Тень на стене затихла.
— Может, не надо писать?
— Надо. Я тут жизнь свою по косточкам перебрал. Ничего хорошего. Ну была бы радость какая… Беспутная, бестолковая — но радость. Так ведь и ее не было. Тридцать лет. Зачем я жил? — Он устало прикрыл глаза и замолчал. Кирилл сидит с опущенной головой и горбится. Слова Пастухова хватают за горло, внутри что-то рвется и давит.
— Если б я помер, так и пусть бы, ладно… А так, раз жизнь мне осталась, так хочется выкарабкаться. И первое — отказываюсь врать себе и другим. Так я от лжи первым делом и отрекаюсь. Как все обернется,
— Ну ладно, ну чего ты?.. — Кирилл осторожно встал, начал ходить по палате. Солнце опустилось совсем низко, и лучи его больше сюда не доставали. Тень лица исчезла, как и тень маятника, метавшегося по стене и полу. Сверху, с потолка, от небольшой матовой лампочки падал отвесный желтый свет. От этого потное лицо Пастухова казалось совсем плоским, сросшимся с подушкой. Кирилл подошел к нему, стер полотенцем со лба пот.
— Вот хочется в окно посмотреть, и тоже не могу, — продолжал о своем Пастухов, — как там сейчас?
— Деревья в багрянце и тепло очень. Около Ершовки скоро пуск будет. Последние работы идут.
— Что обо мне-то говорят?
— Просили передать, чтоб выздоравливал.
— Ну, ладно. Спасибо, — задумался Пастухов и как бы про себя проговорил: — Пуск, значит?
— Ну да, пуск.
— А как Герматка, уехал?
— Уехал. Глупость, конечно, спорол.
— А может, и нет, кто знает?
— Может, и нет, — согласился Кирилл. — Хоть бы письмо прислал. Молчит…
Потом он говорил ему еще о многих в общем-то ничего не значащих пустяках. О том, например, что купили новый биллиард для красного уголка, что на Центральной появились новые импортные сигареты «Кинг сайз», что значит «королевский размер». Красивые такие, длинные, с коричневым мундштуком. И что в следующий раз он сорвется с трассы пораньше и несколько пачек обязательно ему достанет. Что дочь у Тихона Калинеки все же поступила в институт и жена его Вера с получки грозится устроить массовое гулянье с песнями и музыкой. Ну, Заяц подвинулся в очереди за «Москвичом» и, наверное, скоро уедет в город.

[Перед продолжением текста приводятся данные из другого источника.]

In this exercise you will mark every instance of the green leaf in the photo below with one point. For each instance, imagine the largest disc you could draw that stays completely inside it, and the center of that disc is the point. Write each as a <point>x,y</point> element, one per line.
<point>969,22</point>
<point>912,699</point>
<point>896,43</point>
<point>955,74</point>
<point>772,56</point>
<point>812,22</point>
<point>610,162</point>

Только когда уже попрощался и собрался уходить, уже держась за дверную ручку, торопливо, как о вещи для него не особо важной, сказал:
— Между прочим, Луизка и Степан поженились…
Пастухов, пересилив боль, оторвал голову от подушки, хотел обо всем расспросить подробней. Но Кирилла в дверях уже не было. Доехав до развилки попутной машиной, он выскочил, повернул от Центральной к низине, той самой, через которую в марте, в распутицу, тащились вместе с Пастуховым.
Воды в низине не было и в помине. Сухими пробками торчали в траве угрюмые болотные кочки.
— Вроде все вчера было… Нам лишь кажется, что мы следим время. Но оно неуловимо. Бежит, бежит…
Вечера становились короткими, быстро темнело. Лето перекатывалось в осень. Из степи тянуло сухой полынной горечью. В небе появлялись и тут же исчезали фиолетовые сполохи. Но вдруг не сполох, а яркий сгусток света прочертил стремительную прямую. Где-то в середине синего беззвездного купола сгусток вспыхнул ярче, и от него отделился еще один ослепительной силы комок. Это было похоже на почку, которая вдруг раскрылась и выбросила белый цветок. Это была ракета. Она еще некоторое время неслась по сгущавшейся синеве неба, но вскоре исчезла, не оставив после себя никакого следа.